[ABC318G] Typical Path Problem

Problem Statement

You are given a simple connected undirected graph $G$ with $N$ vertices and $M$ edges.

The vertices and edges of $G$ are numbered as vertex $1$, vertex $2$, $\ldots$, vertex $N$, and edge $1$, edge $2$, $\ldots$, edge $M$, respectively, and edge $i$ $(1\leq i\leq M)$ connects vertices $U_i$ and $V_i$.

You are also given distinct vertices $A,B,C$ on $G$.
Determine if there is a simple path connecting vertices $A$ and $C$ via vertex $B$.

What is a simple connected undirected graph?

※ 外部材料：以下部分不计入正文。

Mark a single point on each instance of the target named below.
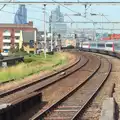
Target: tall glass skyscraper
(21, 15)
(56, 17)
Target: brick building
(13, 35)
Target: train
(113, 46)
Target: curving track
(71, 105)
(13, 94)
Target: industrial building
(16, 35)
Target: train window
(101, 45)
(117, 46)
(108, 45)
(93, 45)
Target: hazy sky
(35, 13)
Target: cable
(73, 11)
(20, 15)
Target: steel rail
(37, 86)
(52, 107)
(63, 3)
(78, 114)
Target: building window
(17, 37)
(6, 31)
(7, 37)
(6, 44)
(17, 31)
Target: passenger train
(102, 45)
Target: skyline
(37, 11)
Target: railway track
(16, 93)
(72, 105)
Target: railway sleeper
(13, 110)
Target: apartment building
(11, 35)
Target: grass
(33, 64)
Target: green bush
(28, 60)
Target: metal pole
(51, 38)
(44, 31)
(102, 25)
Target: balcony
(16, 41)
(6, 47)
(6, 34)
(17, 34)
(4, 53)
(6, 41)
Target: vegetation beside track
(33, 64)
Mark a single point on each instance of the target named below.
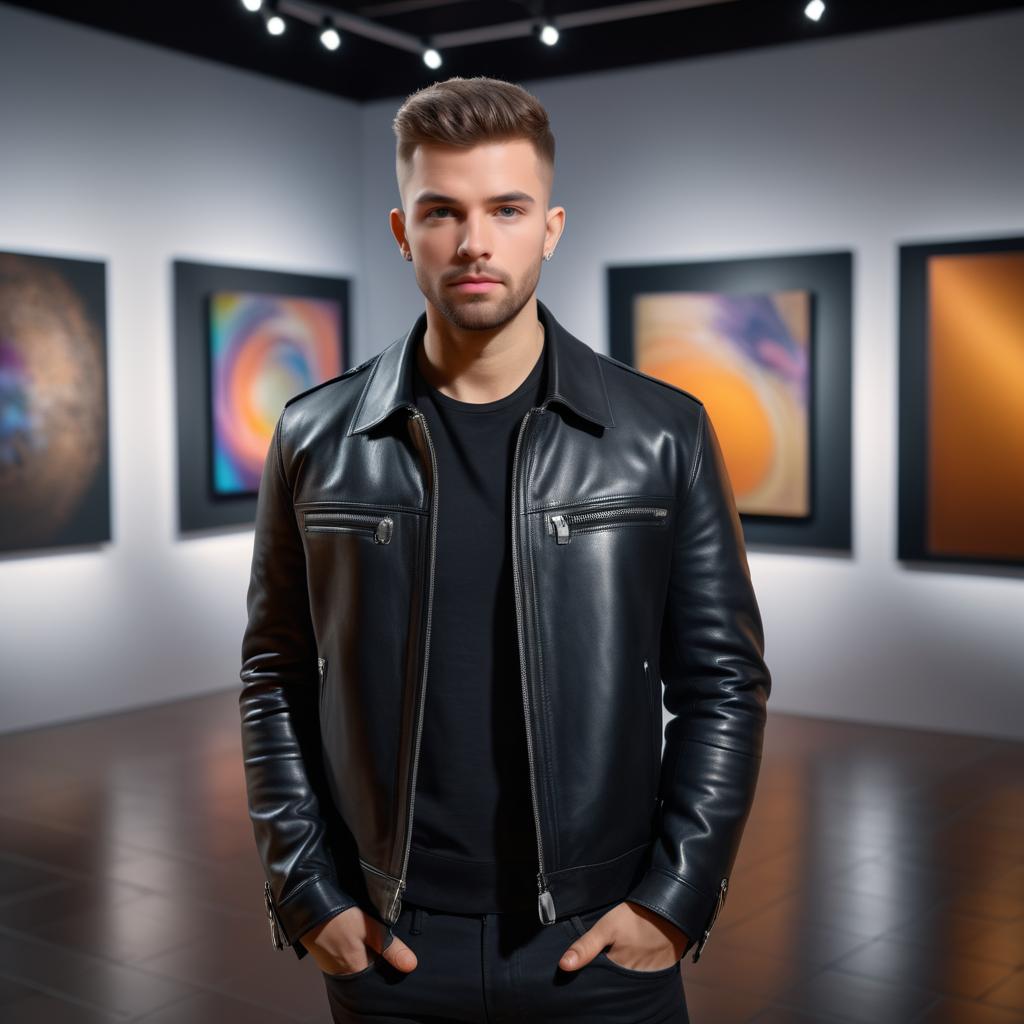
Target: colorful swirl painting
(263, 350)
(748, 358)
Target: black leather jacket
(629, 570)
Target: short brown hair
(466, 112)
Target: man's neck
(480, 366)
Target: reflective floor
(881, 881)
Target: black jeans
(501, 969)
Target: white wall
(125, 152)
(119, 151)
(859, 142)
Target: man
(477, 555)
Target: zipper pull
(545, 903)
(561, 528)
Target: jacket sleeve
(280, 727)
(716, 689)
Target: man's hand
(643, 939)
(342, 944)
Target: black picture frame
(913, 444)
(199, 507)
(828, 276)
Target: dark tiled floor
(881, 881)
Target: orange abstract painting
(747, 357)
(975, 502)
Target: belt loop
(417, 925)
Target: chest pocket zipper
(562, 525)
(378, 526)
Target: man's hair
(467, 112)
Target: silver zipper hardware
(545, 901)
(395, 909)
(722, 889)
(350, 522)
(275, 936)
(562, 524)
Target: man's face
(481, 211)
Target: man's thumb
(399, 955)
(580, 953)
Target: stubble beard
(481, 312)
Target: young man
(477, 555)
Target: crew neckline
(475, 408)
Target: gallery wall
(860, 143)
(120, 151)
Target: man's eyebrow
(513, 197)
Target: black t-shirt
(474, 845)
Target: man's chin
(479, 313)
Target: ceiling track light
(330, 36)
(549, 34)
(273, 22)
(314, 13)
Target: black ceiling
(361, 70)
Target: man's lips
(479, 285)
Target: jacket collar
(573, 376)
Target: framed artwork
(765, 343)
(247, 342)
(962, 402)
(54, 420)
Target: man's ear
(396, 220)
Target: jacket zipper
(654, 709)
(563, 524)
(396, 903)
(545, 901)
(723, 887)
(350, 522)
(275, 931)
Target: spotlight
(330, 36)
(549, 35)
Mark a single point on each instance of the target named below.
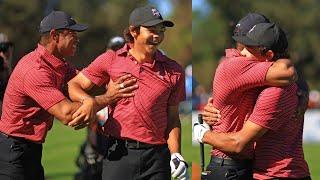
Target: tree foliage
(106, 18)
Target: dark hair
(126, 33)
(277, 55)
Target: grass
(63, 144)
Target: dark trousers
(304, 178)
(20, 159)
(127, 162)
(228, 169)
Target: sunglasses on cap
(4, 46)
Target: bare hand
(210, 114)
(85, 114)
(123, 87)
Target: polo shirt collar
(124, 51)
(49, 58)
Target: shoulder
(279, 93)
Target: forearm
(64, 110)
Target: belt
(231, 162)
(19, 139)
(131, 144)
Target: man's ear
(133, 31)
(269, 55)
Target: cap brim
(158, 21)
(245, 40)
(78, 27)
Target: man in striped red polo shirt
(145, 129)
(235, 90)
(273, 124)
(36, 92)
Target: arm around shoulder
(281, 73)
(64, 110)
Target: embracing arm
(63, 110)
(281, 73)
(237, 141)
(79, 86)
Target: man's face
(67, 43)
(151, 37)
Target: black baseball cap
(268, 35)
(60, 20)
(147, 16)
(247, 22)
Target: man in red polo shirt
(278, 149)
(235, 90)
(36, 92)
(142, 130)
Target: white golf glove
(179, 167)
(199, 130)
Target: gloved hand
(199, 130)
(179, 167)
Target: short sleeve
(246, 74)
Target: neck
(141, 53)
(52, 49)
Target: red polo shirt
(279, 152)
(234, 93)
(36, 84)
(143, 117)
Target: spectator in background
(36, 93)
(6, 51)
(145, 129)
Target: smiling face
(149, 38)
(67, 42)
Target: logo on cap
(155, 12)
(251, 29)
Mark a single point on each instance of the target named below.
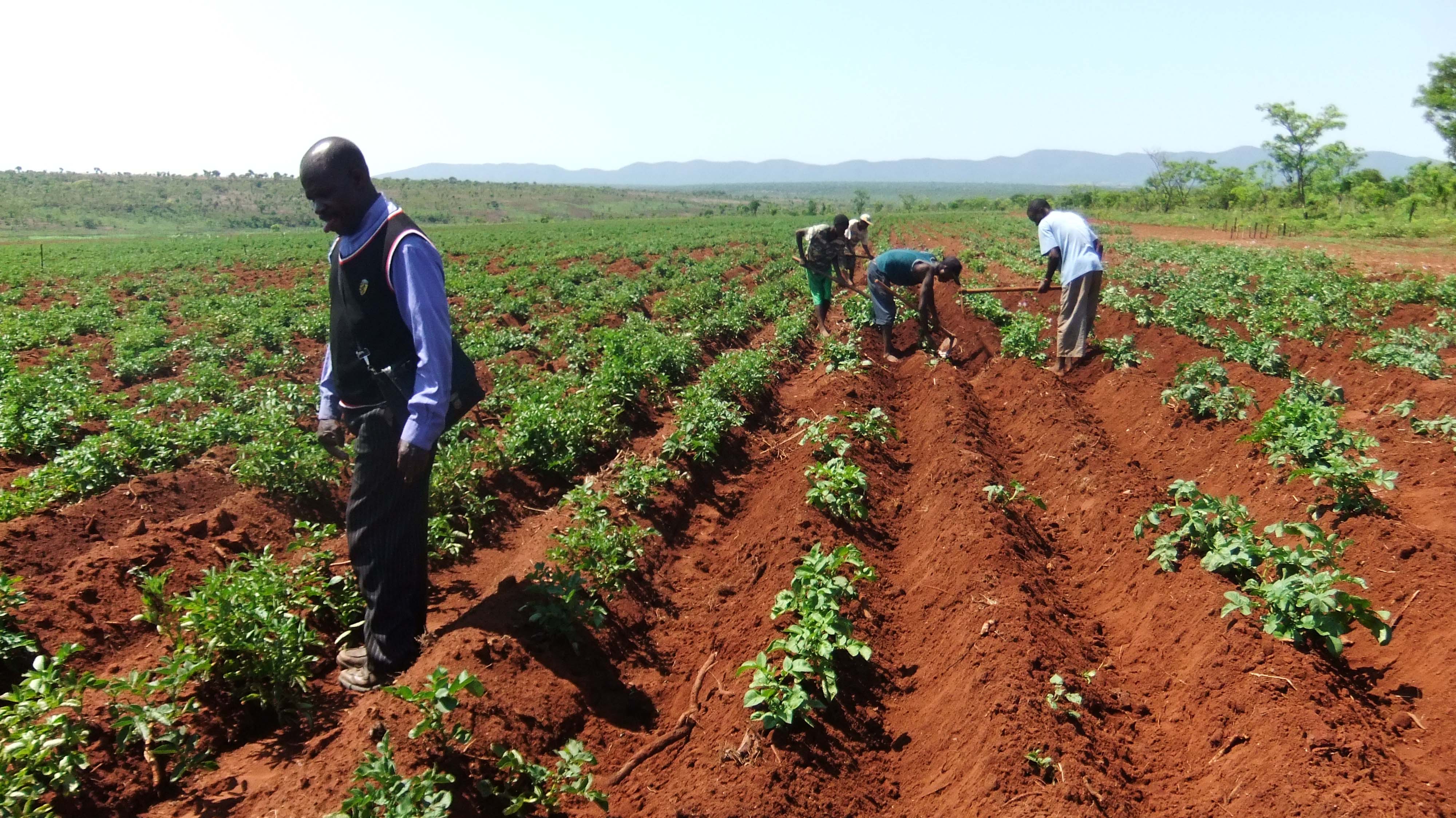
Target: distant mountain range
(1034, 168)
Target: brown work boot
(362, 680)
(352, 659)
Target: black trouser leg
(387, 532)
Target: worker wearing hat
(858, 237)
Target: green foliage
(43, 736)
(1295, 587)
(842, 356)
(986, 306)
(1017, 493)
(1064, 701)
(638, 481)
(873, 426)
(1218, 531)
(703, 421)
(1294, 151)
(1297, 590)
(1412, 347)
(458, 499)
(1021, 337)
(382, 793)
(781, 692)
(839, 488)
(563, 599)
(525, 784)
(149, 712)
(1203, 386)
(251, 625)
(598, 547)
(1302, 430)
(1439, 100)
(1042, 763)
(1404, 408)
(14, 643)
(438, 699)
(46, 408)
(1123, 353)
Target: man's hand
(414, 462)
(331, 437)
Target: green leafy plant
(1007, 496)
(781, 692)
(43, 736)
(1042, 763)
(873, 426)
(525, 784)
(1064, 701)
(1404, 408)
(149, 711)
(14, 643)
(1413, 349)
(1297, 590)
(438, 699)
(598, 547)
(1218, 531)
(1302, 430)
(839, 488)
(382, 793)
(251, 625)
(842, 356)
(561, 600)
(1203, 386)
(1123, 353)
(638, 481)
(1021, 337)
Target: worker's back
(1072, 234)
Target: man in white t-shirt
(1071, 247)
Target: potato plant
(791, 688)
(525, 785)
(381, 793)
(1123, 353)
(1297, 590)
(1203, 386)
(43, 736)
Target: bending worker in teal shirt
(908, 269)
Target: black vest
(365, 315)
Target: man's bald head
(336, 180)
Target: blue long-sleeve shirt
(419, 279)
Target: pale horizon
(248, 87)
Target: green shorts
(822, 287)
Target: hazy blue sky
(190, 85)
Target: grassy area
(41, 204)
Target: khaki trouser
(1078, 309)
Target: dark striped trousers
(385, 522)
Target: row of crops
(135, 359)
(1244, 306)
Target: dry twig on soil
(681, 731)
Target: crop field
(692, 561)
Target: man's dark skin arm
(930, 318)
(1053, 266)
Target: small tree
(1294, 152)
(1171, 181)
(1439, 100)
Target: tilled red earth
(1189, 714)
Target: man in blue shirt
(908, 269)
(1072, 248)
(387, 309)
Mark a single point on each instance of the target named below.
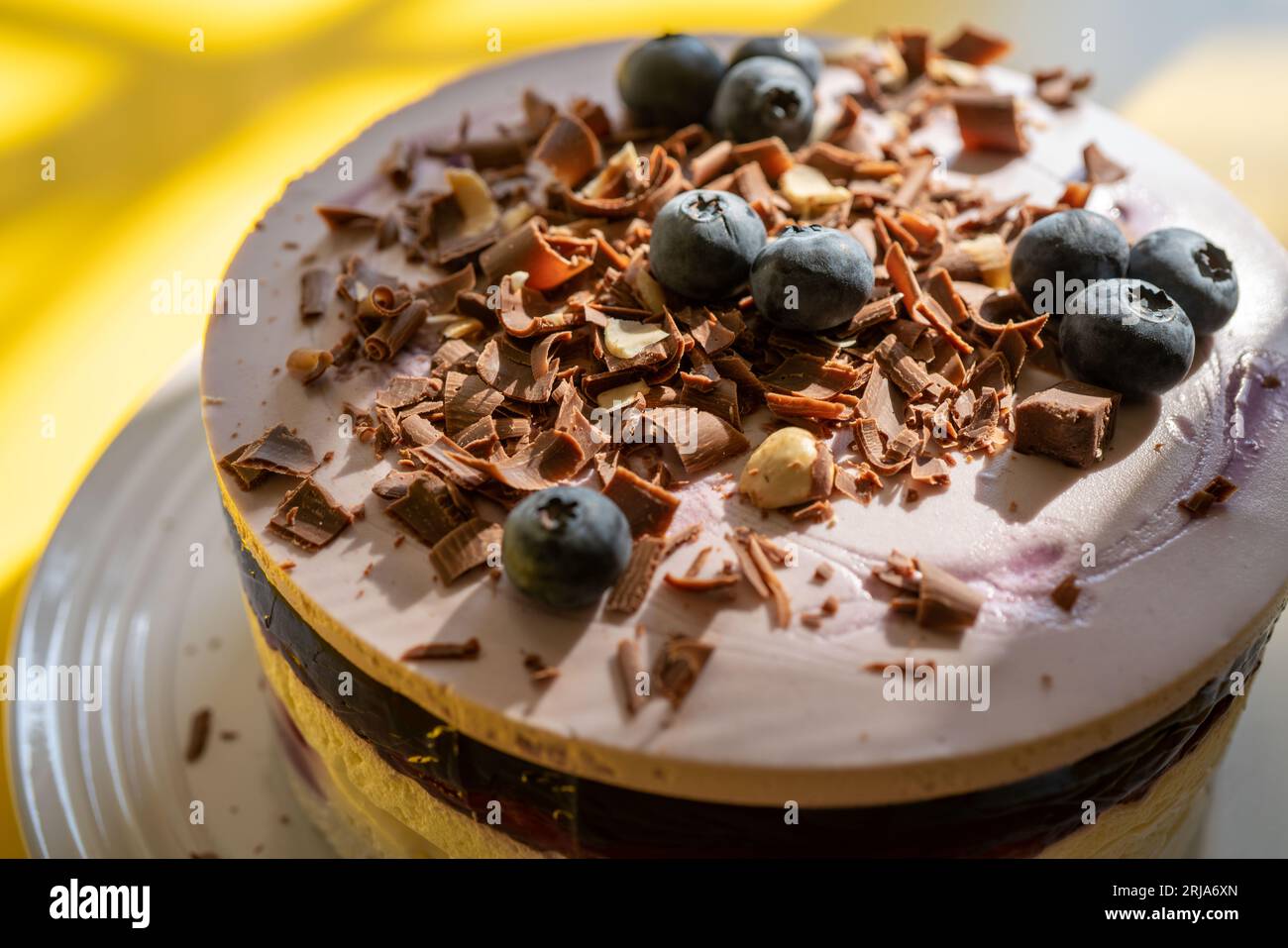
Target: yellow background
(162, 154)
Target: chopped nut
(809, 192)
(627, 338)
(308, 365)
(475, 198)
(612, 399)
(781, 472)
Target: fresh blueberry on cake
(670, 80)
(1067, 249)
(807, 458)
(764, 97)
(566, 545)
(1193, 270)
(810, 278)
(703, 243)
(795, 50)
(1127, 335)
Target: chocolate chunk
(678, 668)
(975, 47)
(1100, 167)
(432, 507)
(309, 517)
(990, 123)
(246, 476)
(198, 733)
(1070, 421)
(465, 548)
(632, 584)
(278, 451)
(1067, 592)
(944, 601)
(629, 669)
(1216, 491)
(648, 507)
(437, 651)
(316, 286)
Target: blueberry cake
(708, 446)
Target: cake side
(793, 714)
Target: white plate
(116, 587)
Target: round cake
(868, 569)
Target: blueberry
(566, 545)
(703, 244)
(670, 81)
(810, 278)
(764, 97)
(1061, 248)
(794, 50)
(1193, 270)
(1126, 335)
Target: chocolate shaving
(403, 390)
(699, 583)
(501, 368)
(316, 287)
(198, 734)
(975, 47)
(631, 586)
(246, 476)
(750, 549)
(430, 507)
(467, 399)
(465, 548)
(443, 651)
(1100, 167)
(528, 250)
(678, 668)
(1216, 491)
(648, 507)
(277, 451)
(945, 603)
(990, 123)
(1067, 592)
(309, 517)
(568, 149)
(394, 333)
(630, 668)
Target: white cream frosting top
(797, 714)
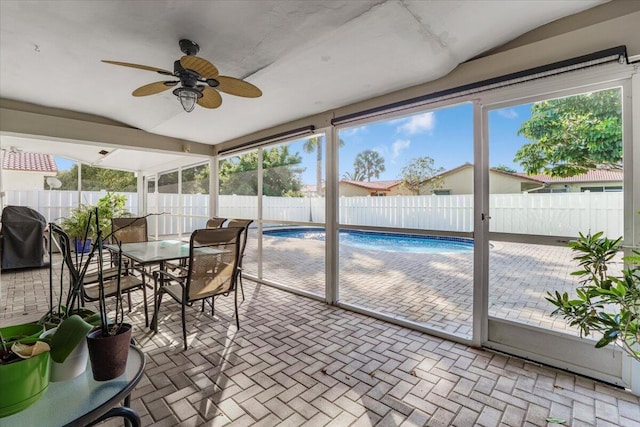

A graph $G$ is said to be a simple connected undirected graph when $G$ is an undirected graph that is simple and connected.

A graph $G$ is said to be an undirected graph when the edges of $G$ have no direction.

A graph $G$ is simple when $G$ does not contain self-loops or multi-edges.

A graph $G$ is connected when one can travel between all vertices of $G$ via edges.

Constraints

• $3 \leq N \leq 2\times 10^5$
• $N-1\leq M\leq\min\left(\frac{N(N-1)}{2},2\times 10^5\right)$
• $1\leq A,B,C\leq N$
• $A$, $B$, and $C$ are all distinct.
• $1\leq U_i<V_i\leq N$
• The pairs $(U_i,V_i)$ are all distinct.
• All input values are integers.

点不能重复，考虑圆方树。

如果 \(A,B,C\) 在一个点双内，那么一定没问题。因为删掉B 这个点一定还有路径可以到 \(C\)

那么在圆方树上的体现就是 A,B,C 连着同一个方点。

以此类推，如果 \(A,C\) 在圆方树上的路径通过了一个 B 所连的方点，那么就可以，否则割点不能重复走，所以不行。

#include<bits/stdc++.h>
using namespace std;
const int N=4e5+5;
int n,m,a,b,c,vs[N],st[N],tp,idx,dfn[N],low[N];
struct graph{
	int hd[N],e_num;
	struct edge{
		int v,nxt;
	}e[N<<1];
	void add_edge(int u,int v)
	{
		e[++e_num]=(edge){v,hd[u]};
		hd[u]=e_num;
		e[++e_num]=(edge){u,hd[v]};
		hd[v]=e_num;
	}
}g,h;
int read()
{
	int s=0;
	char ch=getchar();
	while(ch<'0'||ch>'9')
		ch=getchar();
	while(ch>='0'&&ch<='9')
		s=s*10+ch-48,ch=getchar();
	return s;
}
void tarjan(int x)
{
	dfn[x]=low[x]=++idx;
	st[++tp]=x;
	for(int i=g.hd[x];i;i=g.e[i].nxt)
	{
		int v=g.e[i].v;
		if(!dfn[v])
		{
			tarjan(v);
			low[x]=min(low[x],low[v]);
			if(low[v]==dfn[x])
			{
				++n;
				while(st[tp]^v)
					h.add_edge(n,st[tp--]);
				h.add_edge(n,st[tp--]);
				h.add_edge(x,n);
			}
		}
		else
			low[x]=min(low[x],dfn[v]);
	}
}
void dfs(int x,int y)
{
	st[++tp]=x;
	if(x==c)
	{
		for(int i=1;i<=tp;i++)
			vs[st[i]]=1;
		return;
	}
	for(int i=h.hd[x];i;i=h.e[i].nxt)
		if(h.e[i].v^y)
			dfs(h.e[i].v,x);
	--tp;
}
int main()
{
	n=read(),m=read(),a=read(),b=read(),c=read();
	for(int i=1,u,v;i<=m;i++)
		g.add_edge(read(),read());
	tarjan(a);
	dfs(a,0);
	for(int i=h.hd[b];i;i=h.e[i].nxt)
		if(vs[h.e[i].v])
			return puts("Yes"),0;
	puts("No");
}